I was the infamous “rogue” board member, the person that school board associations give seminars about.

I couldn’t believe it.

John, the new board of education president, had just proposed that we move “Old Business” to the beginning of our meetings.

I had spent roughly a year-and-a-half arguing that it made no sense to put Old Business at the end of each school board meeting, which usually arrived about 10pm, the third hour of these star chambers of modern public education. By then, most people, including the lone reporter, had gone home.  That, of course, was the point: Old Business was dirty laundry, things not done. Why flaunt it?

I had gotten nowhere with my arguments because my colleagues on the school board thought I was the devil.  I was the infamous “rogue” board member, the person that school board associations give seminars about.
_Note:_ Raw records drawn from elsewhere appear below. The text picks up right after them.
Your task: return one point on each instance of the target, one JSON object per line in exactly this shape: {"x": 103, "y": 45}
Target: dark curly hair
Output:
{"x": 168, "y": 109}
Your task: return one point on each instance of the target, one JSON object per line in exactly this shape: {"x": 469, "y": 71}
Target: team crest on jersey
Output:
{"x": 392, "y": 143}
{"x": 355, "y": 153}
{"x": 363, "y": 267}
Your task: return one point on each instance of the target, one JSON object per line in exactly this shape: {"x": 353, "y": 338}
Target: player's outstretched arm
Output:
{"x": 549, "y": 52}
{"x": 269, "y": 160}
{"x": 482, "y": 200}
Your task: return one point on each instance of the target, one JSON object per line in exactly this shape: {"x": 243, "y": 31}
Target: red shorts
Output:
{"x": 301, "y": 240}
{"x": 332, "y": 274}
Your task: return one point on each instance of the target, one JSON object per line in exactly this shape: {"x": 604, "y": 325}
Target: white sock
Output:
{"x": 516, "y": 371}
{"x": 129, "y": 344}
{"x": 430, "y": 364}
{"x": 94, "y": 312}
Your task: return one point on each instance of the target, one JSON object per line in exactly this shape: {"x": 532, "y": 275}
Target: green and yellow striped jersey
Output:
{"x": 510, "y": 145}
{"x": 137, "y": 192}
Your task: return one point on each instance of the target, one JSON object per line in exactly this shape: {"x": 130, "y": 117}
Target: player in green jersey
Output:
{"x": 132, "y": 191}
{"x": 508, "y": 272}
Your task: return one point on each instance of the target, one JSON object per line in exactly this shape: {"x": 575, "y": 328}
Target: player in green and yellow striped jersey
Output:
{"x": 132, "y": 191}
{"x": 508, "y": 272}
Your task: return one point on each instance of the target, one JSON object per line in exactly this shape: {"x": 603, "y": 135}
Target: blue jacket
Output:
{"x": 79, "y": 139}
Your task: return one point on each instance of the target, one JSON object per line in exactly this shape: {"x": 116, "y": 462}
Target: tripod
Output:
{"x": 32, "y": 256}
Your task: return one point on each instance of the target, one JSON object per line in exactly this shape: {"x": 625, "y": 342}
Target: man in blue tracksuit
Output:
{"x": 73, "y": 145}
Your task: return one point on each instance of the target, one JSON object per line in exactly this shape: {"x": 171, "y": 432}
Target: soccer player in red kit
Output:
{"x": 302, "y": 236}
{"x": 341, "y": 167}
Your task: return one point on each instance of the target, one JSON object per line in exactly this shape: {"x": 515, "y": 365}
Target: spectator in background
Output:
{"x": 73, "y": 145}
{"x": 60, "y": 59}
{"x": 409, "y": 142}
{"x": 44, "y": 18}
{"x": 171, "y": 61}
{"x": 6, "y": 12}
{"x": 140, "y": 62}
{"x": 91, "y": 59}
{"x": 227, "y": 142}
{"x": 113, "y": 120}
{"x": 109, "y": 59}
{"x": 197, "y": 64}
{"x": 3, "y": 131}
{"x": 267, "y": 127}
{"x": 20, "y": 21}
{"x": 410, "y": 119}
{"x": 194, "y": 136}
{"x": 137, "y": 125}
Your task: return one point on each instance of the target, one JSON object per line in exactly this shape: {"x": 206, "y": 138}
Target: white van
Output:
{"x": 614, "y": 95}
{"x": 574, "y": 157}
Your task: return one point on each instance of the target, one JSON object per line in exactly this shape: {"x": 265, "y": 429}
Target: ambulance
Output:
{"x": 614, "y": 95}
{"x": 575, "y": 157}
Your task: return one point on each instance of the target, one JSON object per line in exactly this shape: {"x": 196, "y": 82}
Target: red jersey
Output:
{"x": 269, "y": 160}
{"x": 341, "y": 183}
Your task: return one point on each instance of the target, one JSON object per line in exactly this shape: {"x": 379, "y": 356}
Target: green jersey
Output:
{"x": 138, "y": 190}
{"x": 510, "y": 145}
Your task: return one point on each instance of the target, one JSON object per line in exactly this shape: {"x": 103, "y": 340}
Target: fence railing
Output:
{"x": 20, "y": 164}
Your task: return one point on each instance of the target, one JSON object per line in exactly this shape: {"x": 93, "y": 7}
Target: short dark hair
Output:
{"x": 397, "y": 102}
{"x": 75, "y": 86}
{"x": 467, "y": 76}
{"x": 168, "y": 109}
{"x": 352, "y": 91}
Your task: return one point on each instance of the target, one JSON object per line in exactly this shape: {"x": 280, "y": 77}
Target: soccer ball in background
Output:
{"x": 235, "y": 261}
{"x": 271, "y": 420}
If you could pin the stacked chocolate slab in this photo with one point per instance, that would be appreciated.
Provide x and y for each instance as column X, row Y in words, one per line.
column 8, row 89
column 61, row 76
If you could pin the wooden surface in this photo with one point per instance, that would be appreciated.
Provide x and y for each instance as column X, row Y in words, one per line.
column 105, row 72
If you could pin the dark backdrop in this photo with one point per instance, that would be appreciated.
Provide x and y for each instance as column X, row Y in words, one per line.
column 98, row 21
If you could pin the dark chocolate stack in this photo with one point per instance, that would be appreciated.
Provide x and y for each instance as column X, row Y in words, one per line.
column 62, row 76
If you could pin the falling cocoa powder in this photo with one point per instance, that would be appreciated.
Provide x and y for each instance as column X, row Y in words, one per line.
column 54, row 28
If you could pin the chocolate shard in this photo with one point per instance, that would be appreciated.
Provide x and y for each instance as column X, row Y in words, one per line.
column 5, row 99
Not a team player. The local paper wrote an editorial about me that prompted a friend, after church, to remark, “I’ve seen kinder things said about murderers.”

In fact, I had slipped on to the school board as a write-in candidate, after a stealth, two-day campaign waged only by email.
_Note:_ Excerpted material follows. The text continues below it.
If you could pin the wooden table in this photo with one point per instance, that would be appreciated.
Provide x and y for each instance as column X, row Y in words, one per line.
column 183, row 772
I had spent the last five years haranguing the board, at meetings and in letters to the editor, for its failure to do anything about low test scores (only about 50 percent of the kids passed the basic state reading and math tests), high dropout rates (over eight percent, more than double the state average), low graduation rates (under 60 percent), huge achievement gaps (from 15 to 40 points difference between whites and blacks), and phenomenally high rates of special ed referrals (almost 20 percent of all the kids). I had set records for Freedom of Information Act requests.
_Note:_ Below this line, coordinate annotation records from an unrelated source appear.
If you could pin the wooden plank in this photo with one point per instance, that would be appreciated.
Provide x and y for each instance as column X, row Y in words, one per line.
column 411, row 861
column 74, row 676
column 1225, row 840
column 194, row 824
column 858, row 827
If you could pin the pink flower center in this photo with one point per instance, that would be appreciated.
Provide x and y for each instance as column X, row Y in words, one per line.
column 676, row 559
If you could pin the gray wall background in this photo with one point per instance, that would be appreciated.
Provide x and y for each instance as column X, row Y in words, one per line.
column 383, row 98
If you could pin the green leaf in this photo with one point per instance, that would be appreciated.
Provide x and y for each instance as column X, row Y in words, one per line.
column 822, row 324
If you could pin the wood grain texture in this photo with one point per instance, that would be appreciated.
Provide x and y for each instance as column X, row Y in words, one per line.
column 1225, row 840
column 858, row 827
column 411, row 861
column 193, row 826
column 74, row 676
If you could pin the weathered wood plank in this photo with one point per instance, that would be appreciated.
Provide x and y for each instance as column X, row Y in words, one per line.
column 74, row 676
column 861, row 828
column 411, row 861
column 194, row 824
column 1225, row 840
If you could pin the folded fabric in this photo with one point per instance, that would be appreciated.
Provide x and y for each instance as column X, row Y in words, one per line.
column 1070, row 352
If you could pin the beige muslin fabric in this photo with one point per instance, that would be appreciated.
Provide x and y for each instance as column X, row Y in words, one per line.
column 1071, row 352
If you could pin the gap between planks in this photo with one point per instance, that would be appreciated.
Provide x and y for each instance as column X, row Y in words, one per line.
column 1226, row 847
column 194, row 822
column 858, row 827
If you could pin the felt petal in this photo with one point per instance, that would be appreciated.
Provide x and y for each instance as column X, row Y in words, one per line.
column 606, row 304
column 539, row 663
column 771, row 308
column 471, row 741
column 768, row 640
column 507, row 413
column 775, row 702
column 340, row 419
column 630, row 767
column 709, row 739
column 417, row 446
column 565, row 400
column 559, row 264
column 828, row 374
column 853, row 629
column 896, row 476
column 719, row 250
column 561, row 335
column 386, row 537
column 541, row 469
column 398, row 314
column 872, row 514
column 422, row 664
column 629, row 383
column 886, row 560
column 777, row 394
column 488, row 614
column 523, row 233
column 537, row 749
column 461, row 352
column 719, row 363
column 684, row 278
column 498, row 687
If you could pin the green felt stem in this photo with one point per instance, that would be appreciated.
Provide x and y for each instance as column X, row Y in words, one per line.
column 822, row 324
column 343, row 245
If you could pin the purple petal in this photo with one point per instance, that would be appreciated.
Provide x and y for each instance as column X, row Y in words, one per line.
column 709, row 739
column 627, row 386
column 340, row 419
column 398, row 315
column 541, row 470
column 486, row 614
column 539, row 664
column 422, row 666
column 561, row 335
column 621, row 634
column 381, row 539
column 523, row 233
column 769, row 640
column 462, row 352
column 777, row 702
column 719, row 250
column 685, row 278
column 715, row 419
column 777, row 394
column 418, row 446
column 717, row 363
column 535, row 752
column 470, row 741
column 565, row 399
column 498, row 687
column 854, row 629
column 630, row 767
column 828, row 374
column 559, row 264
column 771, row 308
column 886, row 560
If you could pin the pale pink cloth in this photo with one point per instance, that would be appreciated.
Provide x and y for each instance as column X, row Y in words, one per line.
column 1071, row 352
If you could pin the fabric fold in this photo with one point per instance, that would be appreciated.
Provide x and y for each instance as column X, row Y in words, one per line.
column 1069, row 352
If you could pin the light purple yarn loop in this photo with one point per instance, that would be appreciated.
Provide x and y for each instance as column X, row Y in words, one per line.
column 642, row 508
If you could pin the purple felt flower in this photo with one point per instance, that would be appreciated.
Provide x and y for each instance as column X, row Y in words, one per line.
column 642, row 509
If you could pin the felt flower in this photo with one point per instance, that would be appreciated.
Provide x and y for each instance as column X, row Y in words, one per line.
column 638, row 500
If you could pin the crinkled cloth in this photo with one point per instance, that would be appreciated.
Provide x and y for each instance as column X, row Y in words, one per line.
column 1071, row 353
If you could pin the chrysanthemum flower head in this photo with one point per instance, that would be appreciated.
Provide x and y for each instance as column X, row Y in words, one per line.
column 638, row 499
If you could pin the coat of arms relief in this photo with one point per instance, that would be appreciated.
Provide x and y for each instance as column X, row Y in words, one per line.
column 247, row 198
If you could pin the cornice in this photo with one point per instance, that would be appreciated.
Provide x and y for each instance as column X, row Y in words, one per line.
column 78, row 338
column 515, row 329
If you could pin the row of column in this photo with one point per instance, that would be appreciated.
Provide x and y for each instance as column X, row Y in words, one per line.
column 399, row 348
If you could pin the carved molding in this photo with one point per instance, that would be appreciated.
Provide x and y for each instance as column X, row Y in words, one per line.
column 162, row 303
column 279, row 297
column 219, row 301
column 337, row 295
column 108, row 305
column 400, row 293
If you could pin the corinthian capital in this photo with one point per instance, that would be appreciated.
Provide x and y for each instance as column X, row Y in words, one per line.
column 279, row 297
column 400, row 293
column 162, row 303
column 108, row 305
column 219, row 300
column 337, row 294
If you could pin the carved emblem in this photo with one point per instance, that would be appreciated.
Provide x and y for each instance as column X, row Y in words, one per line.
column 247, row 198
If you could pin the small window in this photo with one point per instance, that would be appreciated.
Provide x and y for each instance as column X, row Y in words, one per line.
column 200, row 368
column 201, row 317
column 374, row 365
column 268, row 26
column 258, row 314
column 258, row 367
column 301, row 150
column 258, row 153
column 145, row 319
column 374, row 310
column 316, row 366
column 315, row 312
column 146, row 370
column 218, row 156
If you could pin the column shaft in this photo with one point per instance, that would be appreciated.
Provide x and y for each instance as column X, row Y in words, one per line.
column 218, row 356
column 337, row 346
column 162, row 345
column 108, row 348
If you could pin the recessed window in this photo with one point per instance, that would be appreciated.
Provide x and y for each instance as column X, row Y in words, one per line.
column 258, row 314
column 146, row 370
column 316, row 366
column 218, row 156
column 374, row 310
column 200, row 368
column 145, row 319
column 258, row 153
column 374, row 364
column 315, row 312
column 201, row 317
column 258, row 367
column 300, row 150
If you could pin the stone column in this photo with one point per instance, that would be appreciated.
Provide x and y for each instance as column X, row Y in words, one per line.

Needless to say, my new colleagues were not looking forward to the prospect of sharing executive sessions with me.  And, after being sworn in, they went out of their way to keep me in the dark.  If the superintendent recommended hiring a new teacher and I asked to see the candidate’s resume, a motion was quickly made that school board did not want to see said resume.  It passed, 6 to 1.  When a special board meeting was called to approve $25 million in construction contracts, I asked to see the contracts.  “I make a motion that the board does not look at the contracts,” said one of my colleagues. “I second that, said another.”  Another defeat, 6 to 1.

One of my favorites was Board Policy #2510.  It was titled NEW BOARD MEMBER-ELECT ORIENTATION and it said, in part, that “Each Board member-elect shall, as soon as possible, … be given selected materials of the previous year covering the function of the Board and the school district, including (a) policy manual, (b) copies of key reports prepared during the previous year by school Board committees and/or the administration, (c) the School Law handbook prepared by the New York State School Boards Association, (d) access to minutes of Board meetings of the previous year, (e) latest financial report of the district, and (f) copies of pertinent materials developed by the New York State School Boards Association….”

My orientation consisted of the board president and superintendent sitting me down and saying, “You’re not getting anything.”  And so it went.

I once read the board’s orientation policy, out loud, at a public meeting, to the regional superintendent, a lawyer.  “Aren’t school boards supposed to follow their own policies?” I asked.  “The board can do whatever it wants,” he said.  I was shocked, because board policies are, in fact, laws and have to be followed–or changed.

He might have said, “whatever it can get away with.”  But his comment reminded me of a fundamental truth about public school systems: the buck stops with the people.

There is much debate in policy chambers and think tanks across the country about the value of school boards.  I am here to say we need them. And we need more of them.  They remain a kind of last hope for democracy, where a rogue can actually be elevated to position of authority, bringing a flashlight –- and, sometimes, a pulpit — to the process.  (The pulpit comes and goes; my school board quickly removed “Board Comments,” traditionally the place for board members to give speeches praising their friends and family, from school board meeting agendas in order to muzzle me.)

I will write more on my school board experiences on this blog.  For now, let us celebrate democracy, three newly elected board members, and a vote, this one 4 to 3, to put Old Business up front, where it belongs.